Sigolène Vinson - Maritima


« A droite, l’étang de Berre et sa frontière marquée par le pont levant du canal Gallifet. Au-delà du viaduc autoroutier, les usines et la mer. Au-delà de l’étang de Berre, la montagne Sainte-Victoire et la garrigue. Comme chaque jour de l’été, la lumière était pure, peut-être trop franche. Que laissait-elle deviner ? »

Maritima


Un étang qui n’en est pas vraiment un et dans lequel les gosses jouent à plonger pour en goûter ses eaux, s’accrochent aux bouées comme on s’accroche à la vie, les pêcheurs à pêcher des muges, ses drôles de poissons mulets et dont on prend les œufs pour en faire la poutargue, ce plat du pourtour méditerranéen. Berre et sa Camargue loin d’une Camargue de carte postale, un paysage où seules les usines et les fumées ont le droit de parader, panacher. Comme une vague sacrée, fumante, torche dans la nuit rougeoyante. Une vague bourrée non pas de cette odeur iodée océane, mais de nitrates et autres toxicités non prouvées. Maritima. Et son étang de Berre aux couleurs de la Sainte Victoire, aux couleurs d’un matin où l’aurore lève son voile ensoleillée, pénétrant, chaud, ocré.

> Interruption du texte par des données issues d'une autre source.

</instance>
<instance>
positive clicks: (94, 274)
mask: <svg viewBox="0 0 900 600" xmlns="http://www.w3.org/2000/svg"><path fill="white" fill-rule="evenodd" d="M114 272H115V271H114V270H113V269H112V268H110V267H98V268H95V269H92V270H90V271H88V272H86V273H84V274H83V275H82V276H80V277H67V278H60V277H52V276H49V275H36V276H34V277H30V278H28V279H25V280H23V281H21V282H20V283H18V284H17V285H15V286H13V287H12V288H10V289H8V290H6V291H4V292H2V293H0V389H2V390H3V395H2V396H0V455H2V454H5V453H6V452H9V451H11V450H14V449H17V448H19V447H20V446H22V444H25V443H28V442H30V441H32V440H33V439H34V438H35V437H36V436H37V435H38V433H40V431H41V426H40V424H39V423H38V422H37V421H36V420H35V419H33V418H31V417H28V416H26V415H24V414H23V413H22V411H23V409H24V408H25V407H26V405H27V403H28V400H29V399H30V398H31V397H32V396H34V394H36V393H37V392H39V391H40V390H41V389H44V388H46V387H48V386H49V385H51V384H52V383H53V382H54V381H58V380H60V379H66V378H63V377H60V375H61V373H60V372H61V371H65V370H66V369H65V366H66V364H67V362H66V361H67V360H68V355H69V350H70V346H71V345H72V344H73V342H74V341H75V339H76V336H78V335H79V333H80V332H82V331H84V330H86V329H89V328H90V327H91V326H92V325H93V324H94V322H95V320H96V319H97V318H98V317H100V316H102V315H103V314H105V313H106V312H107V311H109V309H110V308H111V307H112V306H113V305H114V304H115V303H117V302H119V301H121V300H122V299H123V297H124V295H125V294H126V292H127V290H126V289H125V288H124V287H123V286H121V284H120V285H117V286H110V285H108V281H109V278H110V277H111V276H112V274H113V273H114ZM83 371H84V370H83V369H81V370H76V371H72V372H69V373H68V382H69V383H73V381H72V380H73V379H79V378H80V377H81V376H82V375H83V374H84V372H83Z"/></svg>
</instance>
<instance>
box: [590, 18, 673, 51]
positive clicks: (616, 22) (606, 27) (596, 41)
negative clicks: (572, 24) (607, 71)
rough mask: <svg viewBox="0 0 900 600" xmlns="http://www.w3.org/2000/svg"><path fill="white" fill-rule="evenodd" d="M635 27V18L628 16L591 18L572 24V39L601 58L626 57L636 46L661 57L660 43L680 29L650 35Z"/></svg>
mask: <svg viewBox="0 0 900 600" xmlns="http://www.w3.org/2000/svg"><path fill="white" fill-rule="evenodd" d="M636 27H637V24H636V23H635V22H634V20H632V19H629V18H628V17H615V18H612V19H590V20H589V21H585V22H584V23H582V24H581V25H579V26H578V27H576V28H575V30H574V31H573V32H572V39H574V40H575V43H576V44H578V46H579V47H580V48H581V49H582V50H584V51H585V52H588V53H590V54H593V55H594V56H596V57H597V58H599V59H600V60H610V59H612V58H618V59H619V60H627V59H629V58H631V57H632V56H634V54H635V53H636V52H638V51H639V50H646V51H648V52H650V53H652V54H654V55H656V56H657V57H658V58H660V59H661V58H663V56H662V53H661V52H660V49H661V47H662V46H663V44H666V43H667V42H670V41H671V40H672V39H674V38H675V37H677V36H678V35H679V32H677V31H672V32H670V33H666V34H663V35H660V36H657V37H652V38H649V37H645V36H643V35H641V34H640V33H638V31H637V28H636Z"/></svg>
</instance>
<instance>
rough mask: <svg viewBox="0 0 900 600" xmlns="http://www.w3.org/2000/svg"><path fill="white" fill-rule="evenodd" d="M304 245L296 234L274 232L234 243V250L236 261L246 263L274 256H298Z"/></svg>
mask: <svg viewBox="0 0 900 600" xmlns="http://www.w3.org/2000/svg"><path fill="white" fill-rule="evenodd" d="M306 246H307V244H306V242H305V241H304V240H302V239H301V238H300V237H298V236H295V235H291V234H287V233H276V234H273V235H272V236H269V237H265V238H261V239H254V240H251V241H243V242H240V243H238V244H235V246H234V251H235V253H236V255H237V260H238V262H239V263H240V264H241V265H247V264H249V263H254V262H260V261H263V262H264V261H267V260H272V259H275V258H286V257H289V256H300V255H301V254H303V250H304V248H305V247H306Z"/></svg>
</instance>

Un soleil qui se lève sur une mer intérieure.

Maritima comme une longue et profonde errance, un mirage-rivage, un étang perdu entre un delta lumineux et une zone urbaine industrialisée, un territoire où la vie s’écoule comme un horizon lointain, large, plein. Un horizon qui définit un passé, présent et un avenir possible. Un destin contre lequel sa population lutte, résiste, entoure, nous fait se sentir nous, se sentir bien, un besoin enfoui, une longue rêverie odorante, vestige d’un monde où le premier et le dernier homme viendrait enfin s’apaiser. Une exploration contrastante, aimante, déambulante, humaine.

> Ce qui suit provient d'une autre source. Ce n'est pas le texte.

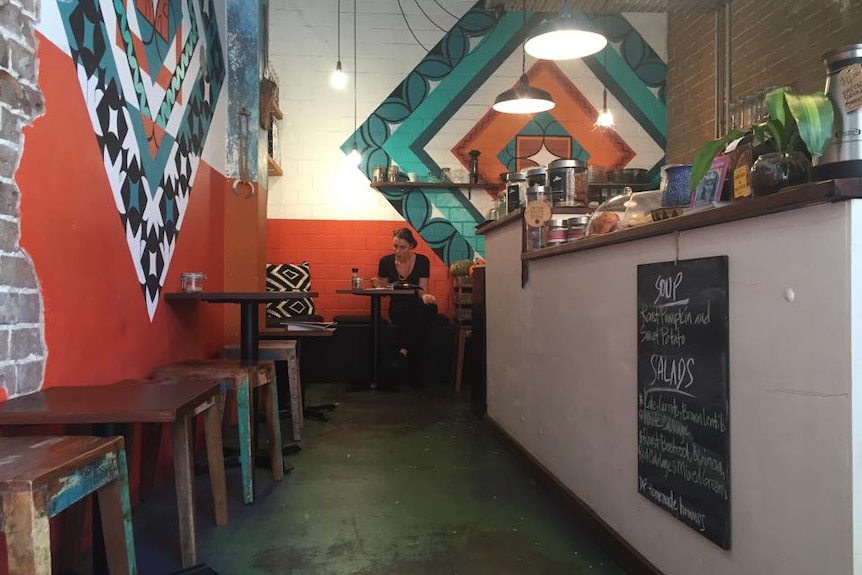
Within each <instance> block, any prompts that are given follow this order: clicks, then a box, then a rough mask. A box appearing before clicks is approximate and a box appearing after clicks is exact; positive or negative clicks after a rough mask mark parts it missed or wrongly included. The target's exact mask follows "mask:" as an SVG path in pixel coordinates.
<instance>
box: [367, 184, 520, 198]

« L’étang était une mer qui formait sur ceux qui la peuplaient ; pour les préserver du danger représenté par le dehors, un monde sans algèbre et sans communisme. »


Il est difficile de parler de ce livre, de tenter de chroniquer le récit de Maritima de Sigolène Vinson. Il est difficile parce qu’il se vit dans la chaleur des personnages rencontrés, dans la beauté des lieux où seuls zonent ceux qui ont le courage et l’affront d’aimer ce bout de terre sur-pollué. Des êtres de chairs, de sang, d’une tendresse et douceur, d’une beauté que seuls possèdent ceux ne croyant pas en avoir, ne se sentant pas aimés.

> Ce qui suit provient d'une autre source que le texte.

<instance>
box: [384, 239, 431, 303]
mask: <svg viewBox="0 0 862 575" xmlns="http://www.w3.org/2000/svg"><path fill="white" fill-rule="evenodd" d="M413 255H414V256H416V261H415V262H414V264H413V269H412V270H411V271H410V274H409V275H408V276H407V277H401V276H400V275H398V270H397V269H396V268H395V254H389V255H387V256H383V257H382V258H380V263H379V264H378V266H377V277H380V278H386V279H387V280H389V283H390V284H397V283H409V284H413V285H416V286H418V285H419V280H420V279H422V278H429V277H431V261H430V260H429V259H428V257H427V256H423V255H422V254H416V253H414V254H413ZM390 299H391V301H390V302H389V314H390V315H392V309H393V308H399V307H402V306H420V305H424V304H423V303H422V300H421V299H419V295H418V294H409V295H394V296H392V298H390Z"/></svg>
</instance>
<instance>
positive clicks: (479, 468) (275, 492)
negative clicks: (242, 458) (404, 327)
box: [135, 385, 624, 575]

Alors tenter encore une fois de trouver les mots qui accompagnent Sigolène Vinson et Maritima… Echouer à les trouver beaux et justes. Tenter de trouver le fil qui accompagne les premières phrases…

Comment écrire sur un livre qui se lit, se sent, se ressent, vibre, s’étend. Un livre qui se lit comme on découvre l'humanité, comme on découvre ce qui fait un livre, où le mot roman s'écrit en grand, en majuscule, où les humains n'ont jamais été aussi humain, sensible à cet environnement torchère, brulé, pollué et pourtant si grand, si ocré, lumineux, tendre, élégant ?


« L’oubli, c’était peut-être pas la solution »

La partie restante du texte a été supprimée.